Mike Pence talks presidential prospects, Trump in campus speech

The former vice president participated in an interview with Fox News anchor Bret Baier for 2024’s Mock Convention

Melos Ambaye, Staff Writer

A white haired man in a suit speaks, standing with two women in dresses. A news camera is in the left foreground.
Pence talks with reporters before giving his address in University Chapel. Photo by Jenny Hellwig, ’24 (Jenny Hellwig)

Former Vice President Mike Pence revealed during a campus visit that he’ll announce whether he’s running for president before summer.
Pence addressed students at Washington and Lee on March 21 for Mock Convention’s Spring Kickoff Event.

The event included a speech from Pence and a moderated discussion between the former vice president and Bret Baier, chief political anchor for Fox News.

Mock Convention decided to bring Pence to campus in part because the former vice president has signaled he wants to be the 2024 Republican nominee, a student spokesperson said.

“Pence was such an interesting speaker because there is a question of his running for president,” Mock Convention Press Secretary Addie-Grace Cook, ’26, said. “The event offered a window into what a potential Pence campaign could look like.”

He’s still deciding on “whether we might enter that national race and whether we might be one of the people that Mock Con is thinking about,” Pence said to a sold-out audience in University Chapel. “But I promise to keep you all posted.”

Regardless of who the Republican nominee is, Pence said he is confident the GOP will “win back America come 2024.”

The former vice president said Donald Trump was the only person that could have defeated Hillary Clinton in 2016. But he thinks there will be better options for 2024.

Although he is proud of the Trump-Pence record, Pence acknowledged the final days of the Trump presidency were dark ones.

“140 law enforcement officers were injured,” Pence said in reference to the U.S. Capitol riots on Jan. 6.

“But I will always believe because of the courage of those police officers, and federal officials that joined, we turned a day of tragedy into a triumph of freedom. Our institutions held that day.”

Pence holds Trump accountable for Jan. 6, but said there were irregularities in the election that undermined the confidence of the American people.

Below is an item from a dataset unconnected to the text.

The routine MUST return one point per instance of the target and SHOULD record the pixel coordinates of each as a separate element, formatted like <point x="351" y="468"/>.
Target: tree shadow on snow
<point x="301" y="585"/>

He said dozens of states changed their election rules in the name of COVID-19, and those changes were upheld by courts. But Pence said there was no evidence of widespread voter fraud.

Pence addressed Washington and Lee the same day many expected Trump to face an indictment from a Manhattan grand jury. The former vice president discouraged Americans from protesting a possible Trump indictment even if they are angry.

“I understand the frustration,” he said to reporters before the event. “If the president is in fact indicted by the Manhattan DA, that appears to me to be a politically motivated prosecution.”

While Pence took time to discuss the current state of affairs in Washington, he also encouraged students to look ahead and address the bipartisan problems that will affect future generations.

One of the most pressing issues the American people face is the national debt crisis, Pence said. He criticized the Biden administration and GOP leaders for failing to discuss reforms of Social Security and Medicare.

“Over the next 30 years, Social Security and Medicare along with interest on the national debt will face a shortfall of $116 trillion,” Pence said. “That’s on top of our current debt of nearly $32 trillion.

A national debt of $150 trillion dollars would be five times the size of our economy, Pence said. He said that amount of debt would surpass the levels that we’ve seen in recent decades.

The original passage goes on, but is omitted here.